Será que tais alegações encontram base na realidade?

Para responder a esta pergunta, começaremos analisando alguns termos, como 5ª geração, stealth (furtividade) e outros.

O QUE É UM CAÇA 5G (DE QUINTA GERAÇÃO)?

Esta é, provavelmente, a pergunta cuja resposta é a mais ampla dentre as presentes neste artigo - não há uma única definição consensual entre os estudiosos da área. É por isso que diferentes especialistas darão respostas diferentes à pergunta ‘o avião x é 5G?’.

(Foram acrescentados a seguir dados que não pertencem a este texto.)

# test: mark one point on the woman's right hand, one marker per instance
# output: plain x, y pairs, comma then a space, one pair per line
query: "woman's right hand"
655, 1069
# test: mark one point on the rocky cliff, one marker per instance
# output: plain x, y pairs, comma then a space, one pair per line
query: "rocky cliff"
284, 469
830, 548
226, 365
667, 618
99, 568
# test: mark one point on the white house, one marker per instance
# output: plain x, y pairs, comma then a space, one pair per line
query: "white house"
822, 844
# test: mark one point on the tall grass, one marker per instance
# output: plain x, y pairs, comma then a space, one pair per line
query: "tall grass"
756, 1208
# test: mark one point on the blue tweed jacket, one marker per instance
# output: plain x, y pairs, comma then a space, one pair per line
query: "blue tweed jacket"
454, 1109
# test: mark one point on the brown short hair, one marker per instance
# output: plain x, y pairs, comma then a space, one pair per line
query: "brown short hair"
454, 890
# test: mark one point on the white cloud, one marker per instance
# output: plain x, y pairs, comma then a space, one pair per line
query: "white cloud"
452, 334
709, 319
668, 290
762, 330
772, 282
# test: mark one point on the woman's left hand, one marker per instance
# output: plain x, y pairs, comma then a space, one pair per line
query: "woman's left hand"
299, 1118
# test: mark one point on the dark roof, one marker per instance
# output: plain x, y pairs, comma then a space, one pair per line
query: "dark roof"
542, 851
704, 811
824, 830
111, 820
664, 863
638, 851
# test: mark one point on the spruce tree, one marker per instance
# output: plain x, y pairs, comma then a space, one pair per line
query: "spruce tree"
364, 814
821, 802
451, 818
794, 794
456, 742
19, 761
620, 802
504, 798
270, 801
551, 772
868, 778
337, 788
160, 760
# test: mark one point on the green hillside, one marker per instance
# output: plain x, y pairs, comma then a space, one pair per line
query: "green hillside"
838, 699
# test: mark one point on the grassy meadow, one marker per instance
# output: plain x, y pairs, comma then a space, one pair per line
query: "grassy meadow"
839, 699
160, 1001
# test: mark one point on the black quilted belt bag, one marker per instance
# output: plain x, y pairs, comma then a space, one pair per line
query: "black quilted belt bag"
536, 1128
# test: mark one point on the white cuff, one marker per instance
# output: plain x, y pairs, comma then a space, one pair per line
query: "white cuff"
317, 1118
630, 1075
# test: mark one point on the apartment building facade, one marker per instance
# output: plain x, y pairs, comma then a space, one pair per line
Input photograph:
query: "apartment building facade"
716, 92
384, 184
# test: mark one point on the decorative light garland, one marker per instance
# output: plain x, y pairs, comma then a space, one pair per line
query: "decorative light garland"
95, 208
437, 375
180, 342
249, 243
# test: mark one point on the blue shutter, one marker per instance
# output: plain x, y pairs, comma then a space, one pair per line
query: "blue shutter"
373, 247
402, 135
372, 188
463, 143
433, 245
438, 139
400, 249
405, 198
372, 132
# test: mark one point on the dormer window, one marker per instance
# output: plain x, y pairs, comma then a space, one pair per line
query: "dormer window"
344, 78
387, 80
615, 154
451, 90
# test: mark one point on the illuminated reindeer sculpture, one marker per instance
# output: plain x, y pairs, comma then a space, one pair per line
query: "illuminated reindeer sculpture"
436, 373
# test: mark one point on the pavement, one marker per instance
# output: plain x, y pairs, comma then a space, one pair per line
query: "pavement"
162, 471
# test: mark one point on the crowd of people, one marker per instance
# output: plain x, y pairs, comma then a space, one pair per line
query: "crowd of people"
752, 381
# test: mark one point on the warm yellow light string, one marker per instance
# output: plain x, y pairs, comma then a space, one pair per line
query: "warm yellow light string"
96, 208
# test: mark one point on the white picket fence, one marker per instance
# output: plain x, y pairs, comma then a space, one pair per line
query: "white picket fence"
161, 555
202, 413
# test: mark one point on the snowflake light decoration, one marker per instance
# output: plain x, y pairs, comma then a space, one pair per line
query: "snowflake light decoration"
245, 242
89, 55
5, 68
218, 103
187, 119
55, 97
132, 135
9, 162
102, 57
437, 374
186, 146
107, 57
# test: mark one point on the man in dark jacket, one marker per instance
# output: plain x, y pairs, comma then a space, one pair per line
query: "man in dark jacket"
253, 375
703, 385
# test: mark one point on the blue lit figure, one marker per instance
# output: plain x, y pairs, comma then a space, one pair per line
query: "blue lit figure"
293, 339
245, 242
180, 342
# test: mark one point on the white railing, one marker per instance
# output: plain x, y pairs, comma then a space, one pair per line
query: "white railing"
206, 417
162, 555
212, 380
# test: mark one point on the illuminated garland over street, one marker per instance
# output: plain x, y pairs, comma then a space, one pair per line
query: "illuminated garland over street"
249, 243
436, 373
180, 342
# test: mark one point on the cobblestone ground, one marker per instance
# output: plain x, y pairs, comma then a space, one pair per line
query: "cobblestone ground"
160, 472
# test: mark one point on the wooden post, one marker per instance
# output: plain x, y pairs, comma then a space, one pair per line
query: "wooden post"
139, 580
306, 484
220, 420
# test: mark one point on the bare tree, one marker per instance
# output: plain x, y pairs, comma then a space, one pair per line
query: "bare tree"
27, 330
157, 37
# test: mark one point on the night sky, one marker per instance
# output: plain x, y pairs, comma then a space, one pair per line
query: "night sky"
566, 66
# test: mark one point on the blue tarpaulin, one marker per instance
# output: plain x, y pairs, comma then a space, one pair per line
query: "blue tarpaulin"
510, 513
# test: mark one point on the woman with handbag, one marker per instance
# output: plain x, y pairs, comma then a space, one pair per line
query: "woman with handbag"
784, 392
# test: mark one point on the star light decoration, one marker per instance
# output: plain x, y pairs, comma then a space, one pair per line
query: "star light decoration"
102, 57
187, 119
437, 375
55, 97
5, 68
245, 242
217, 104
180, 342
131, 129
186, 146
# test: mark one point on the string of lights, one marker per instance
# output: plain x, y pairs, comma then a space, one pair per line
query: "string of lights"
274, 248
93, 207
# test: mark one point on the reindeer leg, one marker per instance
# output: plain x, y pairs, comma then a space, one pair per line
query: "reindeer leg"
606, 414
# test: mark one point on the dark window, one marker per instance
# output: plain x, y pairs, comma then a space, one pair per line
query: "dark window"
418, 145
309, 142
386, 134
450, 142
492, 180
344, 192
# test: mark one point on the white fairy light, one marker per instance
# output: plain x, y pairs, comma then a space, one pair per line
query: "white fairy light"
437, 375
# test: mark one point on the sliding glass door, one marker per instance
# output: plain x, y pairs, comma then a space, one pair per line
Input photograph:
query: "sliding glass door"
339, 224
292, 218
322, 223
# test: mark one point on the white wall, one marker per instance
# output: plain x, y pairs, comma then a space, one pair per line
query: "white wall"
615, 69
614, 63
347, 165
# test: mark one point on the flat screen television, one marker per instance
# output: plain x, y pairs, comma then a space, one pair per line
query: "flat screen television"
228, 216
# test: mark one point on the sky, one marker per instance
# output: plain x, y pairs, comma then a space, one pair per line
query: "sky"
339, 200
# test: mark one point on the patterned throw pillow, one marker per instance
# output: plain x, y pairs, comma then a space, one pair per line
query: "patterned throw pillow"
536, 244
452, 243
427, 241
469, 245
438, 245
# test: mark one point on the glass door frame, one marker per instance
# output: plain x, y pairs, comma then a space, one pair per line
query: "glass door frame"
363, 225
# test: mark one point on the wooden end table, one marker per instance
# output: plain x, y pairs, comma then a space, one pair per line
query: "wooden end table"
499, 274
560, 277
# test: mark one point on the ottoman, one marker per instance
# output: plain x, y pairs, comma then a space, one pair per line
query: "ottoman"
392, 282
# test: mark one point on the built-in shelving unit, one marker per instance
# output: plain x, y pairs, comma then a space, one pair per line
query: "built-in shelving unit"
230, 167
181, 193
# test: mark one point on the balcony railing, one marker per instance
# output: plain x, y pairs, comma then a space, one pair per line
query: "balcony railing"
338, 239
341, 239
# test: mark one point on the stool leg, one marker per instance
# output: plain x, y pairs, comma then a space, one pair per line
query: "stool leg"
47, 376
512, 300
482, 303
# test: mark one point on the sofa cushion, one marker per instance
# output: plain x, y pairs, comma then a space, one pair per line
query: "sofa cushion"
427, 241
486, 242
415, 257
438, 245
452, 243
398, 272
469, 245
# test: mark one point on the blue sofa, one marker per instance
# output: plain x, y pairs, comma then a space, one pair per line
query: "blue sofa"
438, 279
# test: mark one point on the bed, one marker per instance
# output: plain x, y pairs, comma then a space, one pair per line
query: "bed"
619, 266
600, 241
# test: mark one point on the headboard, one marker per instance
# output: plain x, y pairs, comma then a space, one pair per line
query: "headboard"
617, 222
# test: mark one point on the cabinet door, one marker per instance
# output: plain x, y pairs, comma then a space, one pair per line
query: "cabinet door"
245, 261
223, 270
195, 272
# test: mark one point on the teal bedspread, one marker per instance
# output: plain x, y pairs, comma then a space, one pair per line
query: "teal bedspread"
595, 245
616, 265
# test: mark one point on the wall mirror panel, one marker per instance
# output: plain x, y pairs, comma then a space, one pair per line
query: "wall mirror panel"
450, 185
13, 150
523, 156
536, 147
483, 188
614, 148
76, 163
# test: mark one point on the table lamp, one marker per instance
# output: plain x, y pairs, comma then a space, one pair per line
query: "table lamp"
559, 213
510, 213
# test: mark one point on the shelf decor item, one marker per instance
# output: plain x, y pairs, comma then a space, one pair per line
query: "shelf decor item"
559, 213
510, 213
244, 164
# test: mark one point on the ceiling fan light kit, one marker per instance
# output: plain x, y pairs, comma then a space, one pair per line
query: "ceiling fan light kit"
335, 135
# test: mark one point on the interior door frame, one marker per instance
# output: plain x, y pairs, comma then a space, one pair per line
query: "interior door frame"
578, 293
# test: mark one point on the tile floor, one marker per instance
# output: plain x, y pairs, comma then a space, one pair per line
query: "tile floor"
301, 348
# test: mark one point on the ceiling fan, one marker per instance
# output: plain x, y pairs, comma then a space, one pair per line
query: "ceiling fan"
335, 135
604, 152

Mas precisamos de um parâmetro para nortear nossas discussões, então usaremos a do Tenente-General (res) David Deptula, considerado por muitos como um dos especialistas mais influentes na USAF. Ele foi uma das principais mentes por trás da Operação Tempestade do Deserto de 1991, provavelmente a melhor aplicação de poder aéreo dos últimos 50 anos. [1]

Segundo ele, os 5G tem 3 atributos principais: [2]
  1. Stealth todo aspecto e performance aerodinâmica superior
  2. Sensores automatizados avançados e fusão de informação
  3. Sinergia entre stealth, fusão de informação e processamento automatizado integrado
A combinação desses 3 atributos coloca um 5G num patamar acima das aeronaves 4G, mesmo as ‘4G melhoradas’, geralmente chamadas ‘4G+’, ‘4,5G’, ‘4,75G’…

Analisaremos o Su-57 ante as definições de 5G de Deptula, e veremos se ele atende aos requisitos para ser considerado 5G ou se apenas chega ao nível de 4G melhorado, tipo um ‘4,75G’.

CONSIDERAÇÕES GERAIS SOBRE STEALTH

As tecnologias stealth, de modo geral, buscam reduzir a RCS (seção reta radar ou seção radar) da aeronave / arma, de forma a reduzir as distâncias em que os radares conseguem concluir as etapas da ‘corrente da morte’ F2T2EA (encontrar, fixar, travar, rastrear, engajar, avaliar). Aos leitores interessados em uma leitura mais técnica, recomendamos os artigos nas referências [3], [4] e [5].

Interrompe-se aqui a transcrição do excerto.